Yesterday I went town to get to two bearings I’d ordered for the wind charger. While I was gone, Will and David unloaded, by hand, the three piles of free plywood Will had gotten on Monday. Most was 3/16-inch thick birch with about one pile of 1/4-inch birch plywood. It took a lot of unloading!

Will has already used a few sheets, trimmed to fit, for the west wall of our storm porch. We’ll lay log siding over it next year, but for now, it doesn’t look bad and it sure keeps the snow from blowing in around our front door as most of our wind comes from the west. This morning, he used four sheets to tack up on the front of the storage barn to keep blowing snow out of the workshop area.

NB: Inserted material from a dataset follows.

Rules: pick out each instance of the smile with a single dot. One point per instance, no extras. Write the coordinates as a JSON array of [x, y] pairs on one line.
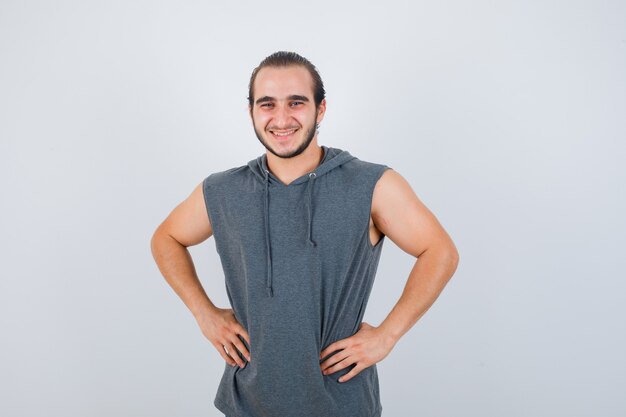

We’d had lumber tarps up there last winter but they photo-degraded and shredded so the plywood is sure a big improvement! We’re also going to use several sheets on the horse shed and cattle shed walls as our eat-everything burros chewed holes in them so they aren’t exactly weather-tight! Now the burros have stopped so we hope the new walls will stay in place. As the plywood is quite thin, we’ll just sandwich several thin sheets together to make the walls stronger. Hey, for free, you just make adjustments! That’s what homesteaders quickly learn.

This morning, Will is putting the bearings back in the wind charger and getting it ready to put back. The old bearings were sticky and worn so hopefully the wind will now turn the blades. But Will is setting it up on a stand at head-height, to check it out, just to be sure. It’s a long way back up on the storage barn’s metal roof and we both fell off that slick roof two years ago!

3 COMMENTS

  1. The new west wall looks so nice but that white stuff around it does not…brrrr. We seldom get snow here in southeast Virginia and I think looking at yours should count as good enough for this year!